Table 2. The error norms for various k when $\mathrm{\Delta }t$ = 0.000001.

$\gamma =0.5$	k	K	$\parallel e_K{\parallel }_{\infty }$	$\parallel e_K{\parallel }_2$
	40	100	$9.9755\times {10}^{-5}$	$1.1153\times {10}^{-5}$
		500	$4.999\times {10}^{-4}$	$5.5891\times {10}^{-5}$
		1000	$9.9994\times {10}^{-4}$	$1.118\times {10}^{-4}$
	80	100	$9.9755\times {10}^{-5}$	$7.8863\times {10}^{-6}$
		500	$4.999\times {10}^{-4}$	$3.9521\times {10}^{-5}$
		1000	$9.9994\times {10}^{-4}$	$7.9052\times {10}^{-5}$
$\gamma =1$
	40	100	$9.7001\times {10}^{-5}$	$1.0845\times {10}^{-5}$
		500	$4.9701\times {10}^{-4}$	$5.5567\times {10}^{-5}$
		1000	$9.9701\times {10}^{-4}$	$1.1147\times {10}^{-4}$
	80	100	$9.7001\times {10}^{-5}$	$7.6686\times {10}^{-6}$
		500	$4.9701\times {10}^{-4}$	$3.9292\times {10}^{-5}$
		1000	$9.9701\times {10}^{-4}$	$7.8821\times {10}^{-5}$

Figure 2. Numerical and analytical solutions for Example 2 when k = 40, K = 500 and $\gamma =0.5$.

4. Conclusions

The fourth-order problems play a significant role in modern science and engineering and their solutions are need to be examined in order to understand the dynamical framework of plate-models of bridge slabs, floor systems, window glasses and airplane wings.

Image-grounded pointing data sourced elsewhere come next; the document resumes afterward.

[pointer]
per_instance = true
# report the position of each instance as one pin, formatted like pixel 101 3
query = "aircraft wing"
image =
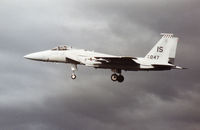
pixel 117 60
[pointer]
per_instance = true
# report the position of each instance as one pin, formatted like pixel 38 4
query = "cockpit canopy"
pixel 61 48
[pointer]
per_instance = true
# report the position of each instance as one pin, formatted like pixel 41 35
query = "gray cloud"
pixel 36 95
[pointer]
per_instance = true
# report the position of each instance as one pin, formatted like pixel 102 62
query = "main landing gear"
pixel 73 68
pixel 117 77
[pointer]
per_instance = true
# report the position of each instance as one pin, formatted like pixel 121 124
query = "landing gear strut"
pixel 73 68
pixel 115 77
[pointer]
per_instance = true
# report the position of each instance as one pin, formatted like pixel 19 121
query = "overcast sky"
pixel 42 96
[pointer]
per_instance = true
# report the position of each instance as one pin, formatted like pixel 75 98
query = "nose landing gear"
pixel 73 68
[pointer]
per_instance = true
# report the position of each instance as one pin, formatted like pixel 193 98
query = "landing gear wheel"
pixel 73 76
pixel 120 78
pixel 114 77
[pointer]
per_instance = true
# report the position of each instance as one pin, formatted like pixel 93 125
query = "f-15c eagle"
pixel 161 57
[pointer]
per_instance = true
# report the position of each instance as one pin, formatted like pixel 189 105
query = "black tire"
pixel 114 77
pixel 73 76
pixel 120 78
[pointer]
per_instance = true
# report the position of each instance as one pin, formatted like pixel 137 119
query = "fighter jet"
pixel 161 57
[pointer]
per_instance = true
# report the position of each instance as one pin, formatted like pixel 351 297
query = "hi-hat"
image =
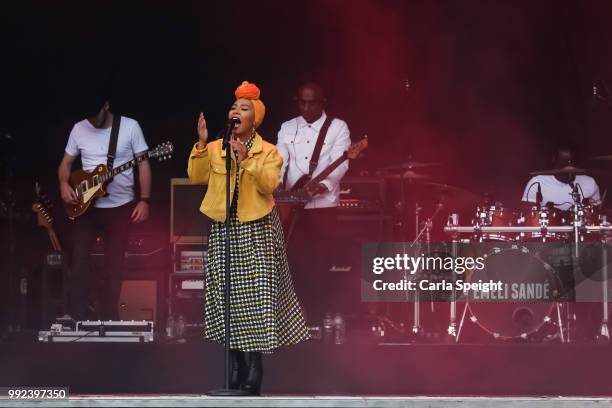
pixel 408 175
pixel 412 164
pixel 566 170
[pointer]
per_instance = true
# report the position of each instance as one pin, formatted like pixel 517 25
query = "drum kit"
pixel 505 238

The approximate solution of 4th-order EP with time-fractional CD has been accomplished using an SPST in this study. The time discretization has been done using the backward Euler formula. Sextic spline approach has been utilized for spatial derivative discretization. The approximate solution converges to the analytical solution with order $O({\rho }^4+\mathrm{\Delta }{t}^{2-\gamma })$. Numerical test applications have been presented to show the accuracy of the sextic spline technique. The presented scheme has been found to provide highly accurate results. The efficacy of the proposed techniques has been established by calculating the error norms for the obtained results.